By contrast, those know who to bribe can chuck a post-it note or whatever into the container, and then it won't be "empty" anymore.

It's rather likely that the reason there's so much friction is because the hint-hint nudge-nudge way you have to tell folk about bribes is a slow system. These yards don't know who they need to bribe, nor how much. They can't just throw money around, because a) they'll run out (Kelly criterion) and because b) their competitor might work out who to bribe more cheaply, and undercut them. 


The system of bribes that keeps the economy even vaguely functional in the face of overwhelming regulation is not flexible enough to withstand even minor hiccups. This will only get worse as the parasite class infights ever more viciously over the ever-shrinking pie. 


P.S. Have you met your [impressive naivete] quota for today?
"I'd be happy to lead this effort for the federal or state government if asked. Leadership is the missing ingredient at this point."
No Timmy those toys aren't yours. You can't play with them.

3 comments:

Dave said...

A more prosaic reason why there are so few container ports today is that container ships have become absolutely gargantuan. Building a modern container port and keeping it dredged to the required depth is a massive undertaking, and most of the west coast has no coastal plain between mountains and ocean where new ports could be built.

BSRK Aditya said...

@Dave: "A more prosaic reason why there are so few container ports today is that container ships have become absolutely gargantuan. Building a modern container port and keeping it dredged to the required depth is a massive undertaking, and most of the west coast has no coastal plain between mountains and ocean where new ports could be built."

If there were many middle-range container ports, rather than few high-end container ports - container ships would have been mid sized rather than gargantuan. I.e, we are looking at concurrent evolution.
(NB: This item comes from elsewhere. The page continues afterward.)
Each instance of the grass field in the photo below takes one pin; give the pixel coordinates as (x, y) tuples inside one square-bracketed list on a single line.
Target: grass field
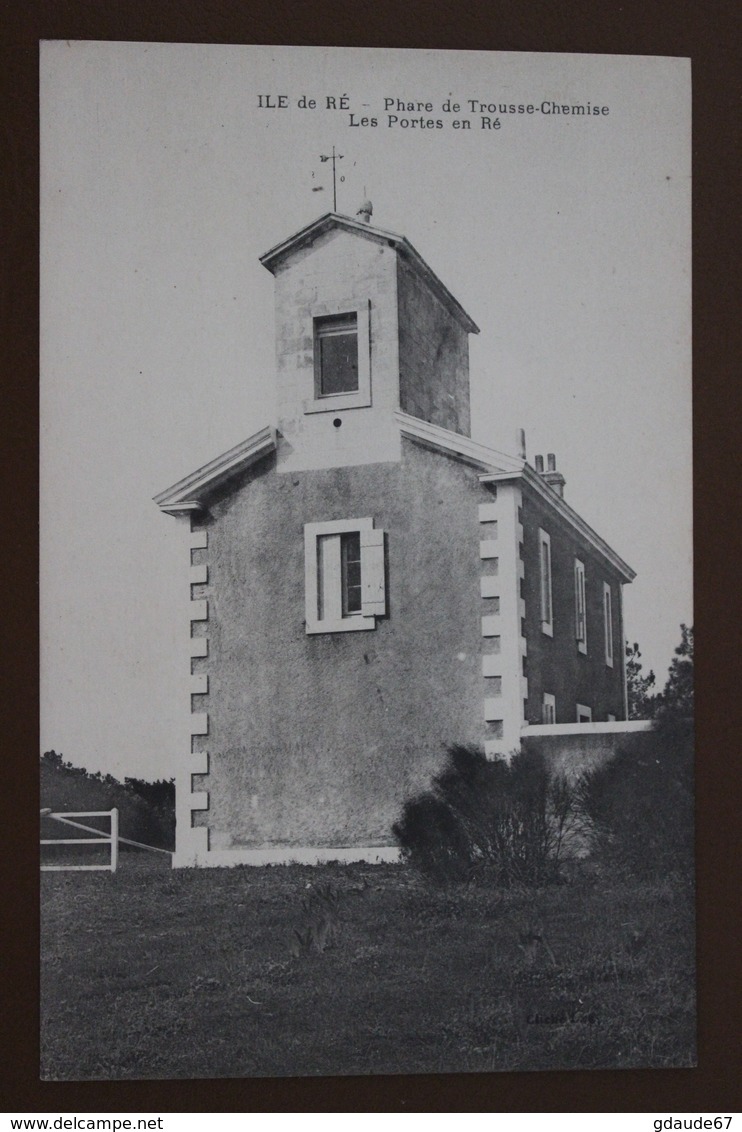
[(296, 970)]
Option 1: Many mid range ships & ports.
Option 2: Few high end ships & ports.

@Alrenous: "If there's a bunch of ports, some of them might not e.g. know who needs to be bribed." - More ports will strengthen state governments, and if it goes far enough, local governments. Governments involvement probably will not go away.

Alrenous said...

Never said it would. Rather, to get smaller ports in the first place, the government must have already been cleared away by some independent force.